FOUR

"Bagaimana keadaannya, dokter?"

Soobin merasa mampu bernapas lega saat dokter bertubuh tambun yang baru saja keluar dari ruang pemeriksaan Jisu menampakkan senyum. Baiklah, setidaknya ia tahu bahwa semuanya akan baik-baik saja. Seketika rasa cemasnya menguap dan keringat dingin sudah berhenti keluar dari pori-pori kulitnya.

"Nona Jisu baik-baik saja. Beruntung kau segera membawanya ke rumah sakit, kalau tidak ia bisa mengalami pendarahan yang cukup serius di kepalanya."

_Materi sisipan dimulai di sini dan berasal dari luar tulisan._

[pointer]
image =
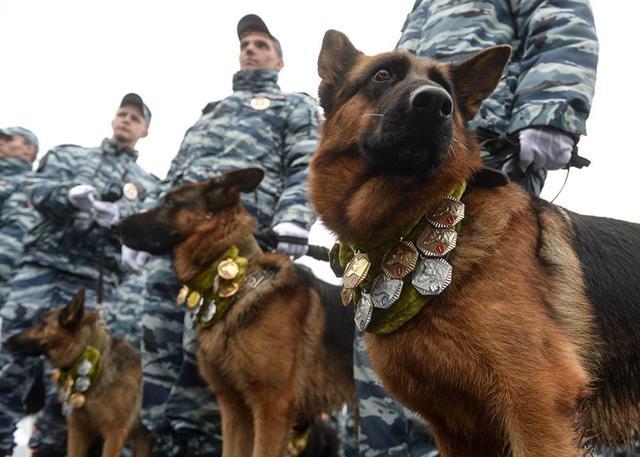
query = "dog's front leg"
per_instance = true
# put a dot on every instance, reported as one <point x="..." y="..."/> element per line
<point x="114" y="442"/>
<point x="78" y="438"/>
<point x="237" y="425"/>
<point x="273" y="420"/>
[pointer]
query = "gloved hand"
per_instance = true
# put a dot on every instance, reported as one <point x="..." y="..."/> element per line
<point x="105" y="213"/>
<point x="133" y="259"/>
<point x="542" y="147"/>
<point x="82" y="196"/>
<point x="291" y="229"/>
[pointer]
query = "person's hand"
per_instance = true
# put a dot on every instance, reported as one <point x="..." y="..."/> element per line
<point x="542" y="147"/>
<point x="133" y="259"/>
<point x="82" y="196"/>
<point x="291" y="229"/>
<point x="105" y="213"/>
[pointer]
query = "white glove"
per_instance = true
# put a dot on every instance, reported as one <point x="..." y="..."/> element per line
<point x="291" y="229"/>
<point x="105" y="213"/>
<point x="82" y="196"/>
<point x="133" y="259"/>
<point x="543" y="147"/>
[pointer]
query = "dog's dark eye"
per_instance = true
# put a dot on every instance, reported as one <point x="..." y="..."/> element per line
<point x="383" y="76"/>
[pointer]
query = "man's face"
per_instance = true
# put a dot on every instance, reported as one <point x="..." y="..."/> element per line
<point x="17" y="147"/>
<point x="129" y="126"/>
<point x="258" y="52"/>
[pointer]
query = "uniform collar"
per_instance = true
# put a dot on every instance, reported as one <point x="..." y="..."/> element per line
<point x="10" y="166"/>
<point x="109" y="146"/>
<point x="256" y="81"/>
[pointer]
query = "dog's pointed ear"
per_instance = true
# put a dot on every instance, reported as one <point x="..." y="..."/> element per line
<point x="337" y="57"/>
<point x="475" y="78"/>
<point x="72" y="314"/>
<point x="246" y="180"/>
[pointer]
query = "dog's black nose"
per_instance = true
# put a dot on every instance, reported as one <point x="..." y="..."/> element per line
<point x="432" y="101"/>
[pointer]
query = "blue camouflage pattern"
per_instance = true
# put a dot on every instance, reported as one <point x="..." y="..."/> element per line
<point x="68" y="239"/>
<point x="386" y="428"/>
<point x="280" y="138"/>
<point x="61" y="254"/>
<point x="16" y="218"/>
<point x="550" y="79"/>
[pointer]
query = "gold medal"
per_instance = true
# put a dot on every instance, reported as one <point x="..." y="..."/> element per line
<point x="77" y="400"/>
<point x="181" y="298"/>
<point x="228" y="290"/>
<point x="356" y="271"/>
<point x="130" y="191"/>
<point x="437" y="242"/>
<point x="400" y="259"/>
<point x="193" y="300"/>
<point x="260" y="103"/>
<point x="347" y="296"/>
<point x="228" y="269"/>
<point x="448" y="214"/>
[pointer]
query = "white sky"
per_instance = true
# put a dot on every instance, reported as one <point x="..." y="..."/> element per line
<point x="66" y="65"/>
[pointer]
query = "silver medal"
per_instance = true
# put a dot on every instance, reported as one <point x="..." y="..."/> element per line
<point x="209" y="312"/>
<point x="432" y="276"/>
<point x="130" y="191"/>
<point x="385" y="291"/>
<point x="85" y="368"/>
<point x="82" y="384"/>
<point x="364" y="311"/>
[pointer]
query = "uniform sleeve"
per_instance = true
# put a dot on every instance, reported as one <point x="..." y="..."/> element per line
<point x="300" y="141"/>
<point x="49" y="187"/>
<point x="558" y="65"/>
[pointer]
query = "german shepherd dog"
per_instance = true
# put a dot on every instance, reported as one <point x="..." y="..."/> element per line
<point x="110" y="408"/>
<point x="533" y="348"/>
<point x="281" y="353"/>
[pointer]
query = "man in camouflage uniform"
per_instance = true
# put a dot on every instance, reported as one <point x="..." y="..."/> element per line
<point x="79" y="193"/>
<point x="542" y="103"/>
<point x="18" y="150"/>
<point x="258" y="125"/>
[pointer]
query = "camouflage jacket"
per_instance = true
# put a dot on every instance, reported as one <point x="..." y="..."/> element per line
<point x="67" y="239"/>
<point x="551" y="76"/>
<point x="16" y="217"/>
<point x="256" y="126"/>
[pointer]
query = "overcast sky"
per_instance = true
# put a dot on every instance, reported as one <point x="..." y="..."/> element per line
<point x="66" y="65"/>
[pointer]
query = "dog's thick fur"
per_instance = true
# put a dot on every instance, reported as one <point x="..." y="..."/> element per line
<point x="112" y="408"/>
<point x="533" y="350"/>
<point x="282" y="353"/>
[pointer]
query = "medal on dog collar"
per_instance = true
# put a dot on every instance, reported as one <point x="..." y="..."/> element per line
<point x="130" y="191"/>
<point x="437" y="242"/>
<point x="385" y="291"/>
<point x="228" y="269"/>
<point x="432" y="276"/>
<point x="400" y="259"/>
<point x="194" y="300"/>
<point x="364" y="312"/>
<point x="181" y="298"/>
<point x="356" y="270"/>
<point x="347" y="295"/>
<point x="228" y="290"/>
<point x="448" y="214"/>
<point x="260" y="103"/>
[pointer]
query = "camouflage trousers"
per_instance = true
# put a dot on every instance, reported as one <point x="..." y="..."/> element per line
<point x="386" y="427"/>
<point x="177" y="404"/>
<point x="35" y="290"/>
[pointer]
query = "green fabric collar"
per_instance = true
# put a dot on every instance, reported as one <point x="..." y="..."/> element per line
<point x="410" y="301"/>
<point x="210" y="294"/>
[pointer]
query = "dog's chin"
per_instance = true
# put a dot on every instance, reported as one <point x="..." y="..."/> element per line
<point x="408" y="160"/>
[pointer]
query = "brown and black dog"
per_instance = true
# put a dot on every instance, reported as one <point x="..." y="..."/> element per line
<point x="281" y="353"/>
<point x="109" y="407"/>
<point x="533" y="348"/>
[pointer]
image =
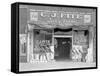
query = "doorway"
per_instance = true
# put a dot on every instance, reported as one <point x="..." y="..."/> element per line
<point x="62" y="48"/>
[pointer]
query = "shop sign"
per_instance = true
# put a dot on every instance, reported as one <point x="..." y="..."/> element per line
<point x="59" y="16"/>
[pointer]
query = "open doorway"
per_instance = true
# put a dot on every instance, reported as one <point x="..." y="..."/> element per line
<point x="62" y="48"/>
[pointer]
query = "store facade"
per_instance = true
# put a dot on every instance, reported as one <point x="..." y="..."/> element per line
<point x="59" y="33"/>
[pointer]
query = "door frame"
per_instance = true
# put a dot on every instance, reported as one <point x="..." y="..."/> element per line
<point x="64" y="36"/>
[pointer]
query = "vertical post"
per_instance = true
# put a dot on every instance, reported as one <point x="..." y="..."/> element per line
<point x="90" y="50"/>
<point x="29" y="43"/>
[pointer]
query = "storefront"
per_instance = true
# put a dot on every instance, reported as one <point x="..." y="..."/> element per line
<point x="54" y="34"/>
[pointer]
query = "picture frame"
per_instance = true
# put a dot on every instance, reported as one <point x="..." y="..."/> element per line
<point x="52" y="37"/>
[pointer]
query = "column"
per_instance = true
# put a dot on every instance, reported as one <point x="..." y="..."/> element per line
<point x="90" y="50"/>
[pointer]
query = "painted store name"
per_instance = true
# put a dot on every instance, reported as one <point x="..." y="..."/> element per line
<point x="49" y="15"/>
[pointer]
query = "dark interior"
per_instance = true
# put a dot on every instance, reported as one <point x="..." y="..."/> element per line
<point x="62" y="50"/>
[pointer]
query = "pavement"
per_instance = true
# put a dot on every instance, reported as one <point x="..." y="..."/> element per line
<point x="54" y="65"/>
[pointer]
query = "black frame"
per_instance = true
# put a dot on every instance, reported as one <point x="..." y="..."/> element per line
<point x="15" y="36"/>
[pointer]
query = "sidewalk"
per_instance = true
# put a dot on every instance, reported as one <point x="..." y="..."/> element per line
<point x="53" y="65"/>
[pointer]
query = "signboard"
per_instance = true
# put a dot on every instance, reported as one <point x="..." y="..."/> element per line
<point x="59" y="17"/>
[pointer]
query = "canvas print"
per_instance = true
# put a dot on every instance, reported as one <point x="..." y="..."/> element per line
<point x="52" y="37"/>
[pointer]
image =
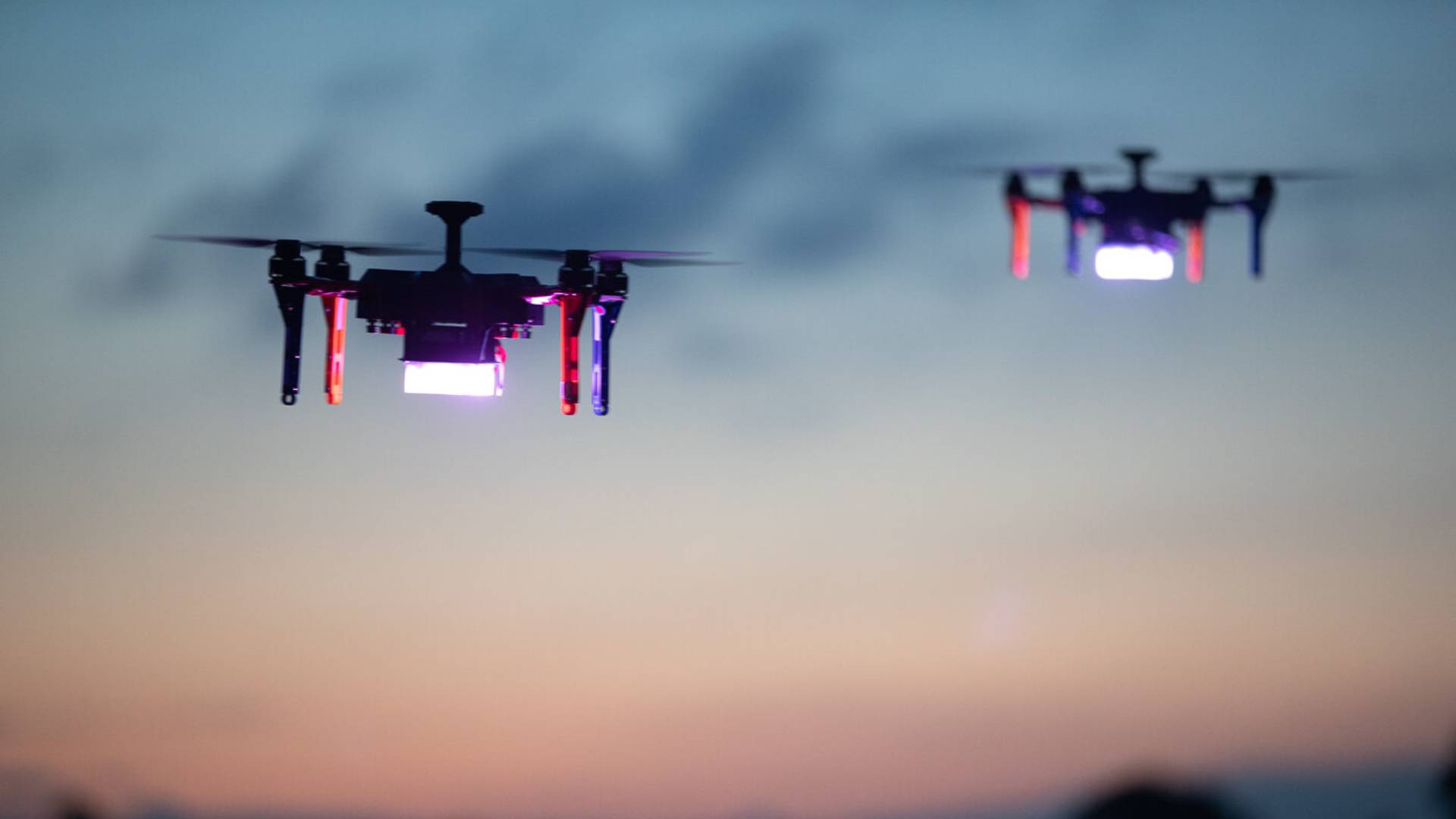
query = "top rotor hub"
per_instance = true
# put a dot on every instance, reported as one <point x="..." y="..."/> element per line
<point x="455" y="213"/>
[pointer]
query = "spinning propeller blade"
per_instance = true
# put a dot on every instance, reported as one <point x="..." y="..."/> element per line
<point x="1034" y="169"/>
<point x="641" y="259"/>
<point x="1283" y="175"/>
<point x="309" y="245"/>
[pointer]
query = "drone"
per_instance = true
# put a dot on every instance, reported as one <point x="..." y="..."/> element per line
<point x="452" y="321"/>
<point x="1139" y="222"/>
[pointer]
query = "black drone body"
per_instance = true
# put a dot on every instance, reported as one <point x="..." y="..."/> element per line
<point x="452" y="319"/>
<point x="1139" y="223"/>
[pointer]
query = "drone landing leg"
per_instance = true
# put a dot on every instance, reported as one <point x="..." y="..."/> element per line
<point x="603" y="321"/>
<point x="1019" y="237"/>
<point x="1194" y="260"/>
<point x="335" y="314"/>
<point x="573" y="312"/>
<point x="290" y="303"/>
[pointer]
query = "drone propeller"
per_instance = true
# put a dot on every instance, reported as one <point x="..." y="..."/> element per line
<point x="310" y="245"/>
<point x="644" y="259"/>
<point x="1283" y="175"/>
<point x="1034" y="169"/>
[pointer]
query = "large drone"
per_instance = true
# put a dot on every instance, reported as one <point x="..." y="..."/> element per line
<point x="1138" y="222"/>
<point x="452" y="319"/>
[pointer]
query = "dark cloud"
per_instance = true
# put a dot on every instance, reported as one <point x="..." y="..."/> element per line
<point x="762" y="118"/>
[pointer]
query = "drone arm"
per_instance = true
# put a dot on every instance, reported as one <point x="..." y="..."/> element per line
<point x="603" y="321"/>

"Bolehkah saya melihatnya?"

Dokter itu terkekeh pelan. "Tentu saja. Tapi sebaiknya biarkan dia istirahat dulu. Jangan terlalu boleh bergerak. Atau lebih baik kau mengajaknya jalan-jalan ke taman rumah sakit, itu tempat yang bagus untuk mencari udara segar, terlebih untuk gadis yang sedang syok berat seperti itu."

"Baik. Terima kasih banyak, dok," ucap Soobin sambil menundukkan kepala sebagai ucapan terima kasih.

Setelah dokter itu berlalu dari hadapannya, Soobin langsung membuka pintu ruang rawat Jisu, masuk, dan menutupnya dengan pelan. Tampak sesosok tubuh lemah sedang terbaring di ranjang rumah. Kepalanya dibalut perban, lengannya, begitu juga dengan kakinya. Infus menancap di pergelangan tangannya. Dan banyak lagi bagian tubuhnya yang diperban yang tidak dapat dilihat oleh mata Soobin. Kalau dilihat-lihat, cukup parah juga.

Soobin mendekat perlahan. "Choi Jisu," panggilnya.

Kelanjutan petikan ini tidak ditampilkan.